For authentication the app password is being utilized.

{"reqId":"4792bf79-e77f-47bd-b814-16f3b7d5f736","level":2,"time":"2018-04-19T17:12:13+00:00","remoteAddr":"fe80::XXXX:XXXX:XXXX:XXXX","user":"kof","app":"core","method":"PROPFIND","url":"\/owncloud\/remote.php\/dav\/files\/kof\/raft\/simpleRaft-master\/simpleRaft","message":"Login failed: 'kof' (Remote IP: 'fe80::XXXX:XXXX:XXXX:XXXX')"}

{"reqId":"ecae8d4f-961a-4742-8732-41b2657f90ec","level":2,"time":"2018-04-19T17:12:18+00:00","remoteAddr":"fe80::XXXX:XXXX:XXXX:XXXX","user":"kof","app":"core","method":"PROPFIND","url":"\/owncloud\/remote.php\/dav\/files\/kof\/raft\/simpleRaft-master\/simpleRaft\/boards","message":"Login failed: 'kof' (Remote IP: 'fe80::XXXX:XXXX:XXXX:XXXX')"}

same problem here we cannot login in to GUI at all
{"reqId":"cuffTIUiLGzN3QYKJGqr","level":2,"time":"2018-06-26T22:51:05+00:00","remoteAddr":"x.x.x.x","user":"chris","app":"core","method":"GET","url":"\/apps\/files\/","message":"Login failed: 'owncloud' (Remote IP: 'xx.xx.xx.xx')"} {"reqId":"cuffTIUiLGzN3QYKJGqr","level":2,"time":"2018-06-26T22:51:06+00:00","remoteAddr":"xx,xx,xx,xx,","user":"--","app":"core","method":"GET","url":"\/apps\/files\/","message":"Login failed: 'owncloud' (Remote IP: 'xx.xx.xx.xx)"}
is there an update or fix for this problem it stopping us from using owncloud?

my vers is 10.0.8-1+1.1

Can you guys who are still having the error confirm that you are using database users and logging in with email address ? This would align with https://github.com/owncloud/core/issues/28234#issuecomment-369550108

@djgrubson the bug above is only about bad login entries in the log, not about being unable to log in at all.
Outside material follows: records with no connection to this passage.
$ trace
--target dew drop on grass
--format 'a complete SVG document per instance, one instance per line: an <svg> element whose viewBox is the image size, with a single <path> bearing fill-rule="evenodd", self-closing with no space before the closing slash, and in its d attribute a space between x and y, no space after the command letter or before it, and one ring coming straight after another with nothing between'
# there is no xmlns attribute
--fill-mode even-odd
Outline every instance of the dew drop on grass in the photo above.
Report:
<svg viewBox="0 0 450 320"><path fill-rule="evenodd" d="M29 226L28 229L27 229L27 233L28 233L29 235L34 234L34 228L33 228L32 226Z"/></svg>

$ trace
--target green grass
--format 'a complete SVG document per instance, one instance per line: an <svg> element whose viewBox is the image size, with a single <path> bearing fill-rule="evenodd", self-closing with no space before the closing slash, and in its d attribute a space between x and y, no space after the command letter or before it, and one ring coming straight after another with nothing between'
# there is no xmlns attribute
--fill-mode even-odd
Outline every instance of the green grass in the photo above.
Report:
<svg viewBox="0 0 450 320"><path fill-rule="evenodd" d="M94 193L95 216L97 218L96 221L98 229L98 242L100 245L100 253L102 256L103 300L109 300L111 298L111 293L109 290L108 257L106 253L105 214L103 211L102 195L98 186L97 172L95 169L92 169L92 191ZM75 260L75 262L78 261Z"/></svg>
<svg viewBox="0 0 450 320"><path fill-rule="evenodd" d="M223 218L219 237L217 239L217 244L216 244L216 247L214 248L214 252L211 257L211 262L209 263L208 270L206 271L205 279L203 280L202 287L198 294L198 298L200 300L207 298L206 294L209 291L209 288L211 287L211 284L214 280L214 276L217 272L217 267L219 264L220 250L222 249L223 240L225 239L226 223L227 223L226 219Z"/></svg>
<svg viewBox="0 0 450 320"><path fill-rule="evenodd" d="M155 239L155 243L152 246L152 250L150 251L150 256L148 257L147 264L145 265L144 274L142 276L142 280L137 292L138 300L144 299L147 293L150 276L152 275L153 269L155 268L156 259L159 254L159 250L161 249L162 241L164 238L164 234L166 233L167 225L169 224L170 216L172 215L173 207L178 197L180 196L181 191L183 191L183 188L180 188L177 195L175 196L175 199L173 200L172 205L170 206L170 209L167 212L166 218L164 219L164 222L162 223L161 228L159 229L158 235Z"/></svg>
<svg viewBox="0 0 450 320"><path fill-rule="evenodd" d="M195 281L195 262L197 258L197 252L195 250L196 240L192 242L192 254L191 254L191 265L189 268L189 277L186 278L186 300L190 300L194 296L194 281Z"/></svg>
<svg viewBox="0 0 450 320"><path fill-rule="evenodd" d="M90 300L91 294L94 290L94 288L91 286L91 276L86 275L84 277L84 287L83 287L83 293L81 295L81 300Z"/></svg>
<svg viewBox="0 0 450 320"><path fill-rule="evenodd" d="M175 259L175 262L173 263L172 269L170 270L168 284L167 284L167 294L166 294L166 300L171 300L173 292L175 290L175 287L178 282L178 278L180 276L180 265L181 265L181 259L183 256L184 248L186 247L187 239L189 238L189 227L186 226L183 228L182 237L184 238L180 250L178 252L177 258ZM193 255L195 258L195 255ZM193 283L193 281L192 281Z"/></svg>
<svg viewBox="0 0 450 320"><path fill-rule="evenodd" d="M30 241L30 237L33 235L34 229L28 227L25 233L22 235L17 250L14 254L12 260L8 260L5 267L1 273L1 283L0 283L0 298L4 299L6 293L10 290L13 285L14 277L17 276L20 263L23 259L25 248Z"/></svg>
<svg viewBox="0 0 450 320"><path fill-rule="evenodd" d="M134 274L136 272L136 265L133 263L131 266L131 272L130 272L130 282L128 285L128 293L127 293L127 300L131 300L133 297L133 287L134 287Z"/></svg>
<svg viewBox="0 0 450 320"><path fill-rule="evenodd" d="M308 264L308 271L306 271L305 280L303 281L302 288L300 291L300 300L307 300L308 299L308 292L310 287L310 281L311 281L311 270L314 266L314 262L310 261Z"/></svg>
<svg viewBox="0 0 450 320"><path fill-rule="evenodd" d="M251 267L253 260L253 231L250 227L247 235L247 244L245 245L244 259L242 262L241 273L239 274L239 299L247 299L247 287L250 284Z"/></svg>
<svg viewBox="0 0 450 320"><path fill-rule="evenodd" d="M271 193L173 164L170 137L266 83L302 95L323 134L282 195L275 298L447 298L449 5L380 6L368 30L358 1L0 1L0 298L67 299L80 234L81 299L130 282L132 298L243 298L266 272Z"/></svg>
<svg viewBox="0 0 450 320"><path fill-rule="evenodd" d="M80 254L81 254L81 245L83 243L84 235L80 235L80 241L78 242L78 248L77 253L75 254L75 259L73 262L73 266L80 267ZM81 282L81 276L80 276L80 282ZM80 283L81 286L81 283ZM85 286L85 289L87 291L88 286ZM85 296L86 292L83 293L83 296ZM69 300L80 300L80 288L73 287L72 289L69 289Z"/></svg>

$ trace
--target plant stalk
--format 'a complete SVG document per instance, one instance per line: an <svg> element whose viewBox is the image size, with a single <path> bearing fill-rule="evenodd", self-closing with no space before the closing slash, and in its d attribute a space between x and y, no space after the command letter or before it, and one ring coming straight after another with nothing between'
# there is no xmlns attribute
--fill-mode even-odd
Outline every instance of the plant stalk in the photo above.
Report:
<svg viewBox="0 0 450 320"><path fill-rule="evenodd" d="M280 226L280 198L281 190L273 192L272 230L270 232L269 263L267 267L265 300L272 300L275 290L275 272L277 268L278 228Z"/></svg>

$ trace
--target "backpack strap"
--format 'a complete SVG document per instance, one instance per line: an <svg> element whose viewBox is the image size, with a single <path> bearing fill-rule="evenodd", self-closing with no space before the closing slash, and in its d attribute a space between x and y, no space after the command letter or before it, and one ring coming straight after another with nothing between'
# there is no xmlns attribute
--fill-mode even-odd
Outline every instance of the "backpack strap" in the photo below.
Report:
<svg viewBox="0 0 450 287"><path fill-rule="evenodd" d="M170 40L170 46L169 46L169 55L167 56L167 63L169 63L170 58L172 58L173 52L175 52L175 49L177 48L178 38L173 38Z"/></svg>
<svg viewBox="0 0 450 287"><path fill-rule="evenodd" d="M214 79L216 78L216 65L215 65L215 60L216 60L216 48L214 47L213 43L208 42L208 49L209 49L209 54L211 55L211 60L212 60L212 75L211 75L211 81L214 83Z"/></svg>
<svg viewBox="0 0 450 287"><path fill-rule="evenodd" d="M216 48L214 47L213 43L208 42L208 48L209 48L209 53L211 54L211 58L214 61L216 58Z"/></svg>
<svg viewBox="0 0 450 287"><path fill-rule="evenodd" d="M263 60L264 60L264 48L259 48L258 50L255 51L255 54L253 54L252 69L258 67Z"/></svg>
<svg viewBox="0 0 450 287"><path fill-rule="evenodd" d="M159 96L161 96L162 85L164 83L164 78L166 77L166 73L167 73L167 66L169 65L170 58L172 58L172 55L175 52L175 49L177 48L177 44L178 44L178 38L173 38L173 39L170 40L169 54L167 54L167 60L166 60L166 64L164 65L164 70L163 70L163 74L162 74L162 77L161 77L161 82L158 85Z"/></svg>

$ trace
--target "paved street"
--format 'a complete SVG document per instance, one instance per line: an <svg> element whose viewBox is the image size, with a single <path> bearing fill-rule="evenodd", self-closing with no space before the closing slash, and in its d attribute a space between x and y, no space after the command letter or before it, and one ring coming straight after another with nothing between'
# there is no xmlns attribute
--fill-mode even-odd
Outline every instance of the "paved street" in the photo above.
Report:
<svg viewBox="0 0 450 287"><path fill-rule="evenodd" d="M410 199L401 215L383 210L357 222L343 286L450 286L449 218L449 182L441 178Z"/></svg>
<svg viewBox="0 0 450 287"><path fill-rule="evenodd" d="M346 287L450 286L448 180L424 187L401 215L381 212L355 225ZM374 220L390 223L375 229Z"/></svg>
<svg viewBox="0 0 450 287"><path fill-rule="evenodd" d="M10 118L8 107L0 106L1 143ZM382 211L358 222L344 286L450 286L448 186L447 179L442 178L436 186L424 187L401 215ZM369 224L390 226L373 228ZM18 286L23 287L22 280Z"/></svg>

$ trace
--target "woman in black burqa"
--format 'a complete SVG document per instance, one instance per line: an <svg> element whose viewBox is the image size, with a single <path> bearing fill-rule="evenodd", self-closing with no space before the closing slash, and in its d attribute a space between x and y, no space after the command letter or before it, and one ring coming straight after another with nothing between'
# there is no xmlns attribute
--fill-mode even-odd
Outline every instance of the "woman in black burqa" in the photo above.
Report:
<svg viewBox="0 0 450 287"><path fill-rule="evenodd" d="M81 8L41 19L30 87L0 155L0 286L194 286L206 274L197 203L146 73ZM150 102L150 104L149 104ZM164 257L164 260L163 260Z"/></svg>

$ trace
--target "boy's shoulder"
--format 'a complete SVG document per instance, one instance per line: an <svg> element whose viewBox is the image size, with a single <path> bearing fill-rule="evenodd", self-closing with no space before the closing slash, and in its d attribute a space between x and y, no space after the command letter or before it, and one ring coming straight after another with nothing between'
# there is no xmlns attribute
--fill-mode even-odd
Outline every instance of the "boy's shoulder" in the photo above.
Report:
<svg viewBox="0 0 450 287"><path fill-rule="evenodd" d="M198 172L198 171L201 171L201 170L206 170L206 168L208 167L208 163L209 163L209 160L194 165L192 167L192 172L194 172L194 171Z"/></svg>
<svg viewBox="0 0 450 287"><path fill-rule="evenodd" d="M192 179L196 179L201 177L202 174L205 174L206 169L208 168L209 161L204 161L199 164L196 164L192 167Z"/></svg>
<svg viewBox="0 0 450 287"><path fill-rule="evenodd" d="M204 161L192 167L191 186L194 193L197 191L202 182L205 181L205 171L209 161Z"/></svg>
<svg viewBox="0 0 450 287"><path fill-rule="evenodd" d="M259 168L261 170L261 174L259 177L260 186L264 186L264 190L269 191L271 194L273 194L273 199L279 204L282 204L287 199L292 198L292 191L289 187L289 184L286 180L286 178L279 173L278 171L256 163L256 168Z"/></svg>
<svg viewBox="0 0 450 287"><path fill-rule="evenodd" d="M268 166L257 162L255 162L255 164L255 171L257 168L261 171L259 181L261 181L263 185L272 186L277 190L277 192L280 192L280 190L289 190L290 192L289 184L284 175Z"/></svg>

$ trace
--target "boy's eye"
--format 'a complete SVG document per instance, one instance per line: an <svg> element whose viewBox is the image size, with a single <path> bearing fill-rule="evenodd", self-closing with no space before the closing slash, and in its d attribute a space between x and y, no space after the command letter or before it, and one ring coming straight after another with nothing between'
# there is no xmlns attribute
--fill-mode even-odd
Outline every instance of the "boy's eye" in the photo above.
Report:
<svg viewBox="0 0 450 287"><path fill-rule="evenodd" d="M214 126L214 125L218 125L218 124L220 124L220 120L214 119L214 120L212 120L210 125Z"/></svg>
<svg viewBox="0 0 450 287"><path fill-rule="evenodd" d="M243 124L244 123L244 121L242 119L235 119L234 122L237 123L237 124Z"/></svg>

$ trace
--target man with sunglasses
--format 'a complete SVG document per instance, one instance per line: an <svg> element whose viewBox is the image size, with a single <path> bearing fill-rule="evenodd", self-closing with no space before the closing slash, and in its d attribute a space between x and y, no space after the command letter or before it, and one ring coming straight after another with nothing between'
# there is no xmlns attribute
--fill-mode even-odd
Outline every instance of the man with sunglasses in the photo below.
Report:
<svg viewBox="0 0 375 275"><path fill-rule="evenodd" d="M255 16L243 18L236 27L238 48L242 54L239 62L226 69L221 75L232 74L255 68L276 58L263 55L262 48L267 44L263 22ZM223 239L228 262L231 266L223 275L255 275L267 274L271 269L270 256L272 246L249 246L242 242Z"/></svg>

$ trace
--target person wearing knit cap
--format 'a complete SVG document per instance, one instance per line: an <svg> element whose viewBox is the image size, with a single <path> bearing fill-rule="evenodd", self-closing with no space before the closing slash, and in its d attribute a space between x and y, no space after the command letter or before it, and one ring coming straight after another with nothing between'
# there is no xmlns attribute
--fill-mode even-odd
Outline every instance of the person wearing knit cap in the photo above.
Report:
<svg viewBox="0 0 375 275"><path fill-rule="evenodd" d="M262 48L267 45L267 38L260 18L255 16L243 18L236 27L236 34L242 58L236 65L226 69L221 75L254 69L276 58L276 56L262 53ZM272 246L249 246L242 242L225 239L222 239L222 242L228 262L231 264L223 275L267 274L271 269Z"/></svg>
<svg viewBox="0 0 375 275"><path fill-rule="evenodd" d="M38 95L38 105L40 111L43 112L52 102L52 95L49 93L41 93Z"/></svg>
Please raise a separate ticket with your environment details as it's likely a different issue.

Same applies for anyone here who cannot login at all, not just having the log filled with entries but being able to login.

This will help better analyze the issue without getting into misunderstandings due to talking about different issues. Thanks

also important to mention in your env, whether you are using fail2ban based on scanning for such entries, in which case bogus entries could prevent a login if they happen too often

@PVince81 I have stopped fail2ban and now can login in into UI, thanks for pointing this out.
Thanks for help all.

I also had auth_basic enabled in nginx which I heard doesn’t really work well with owncloud?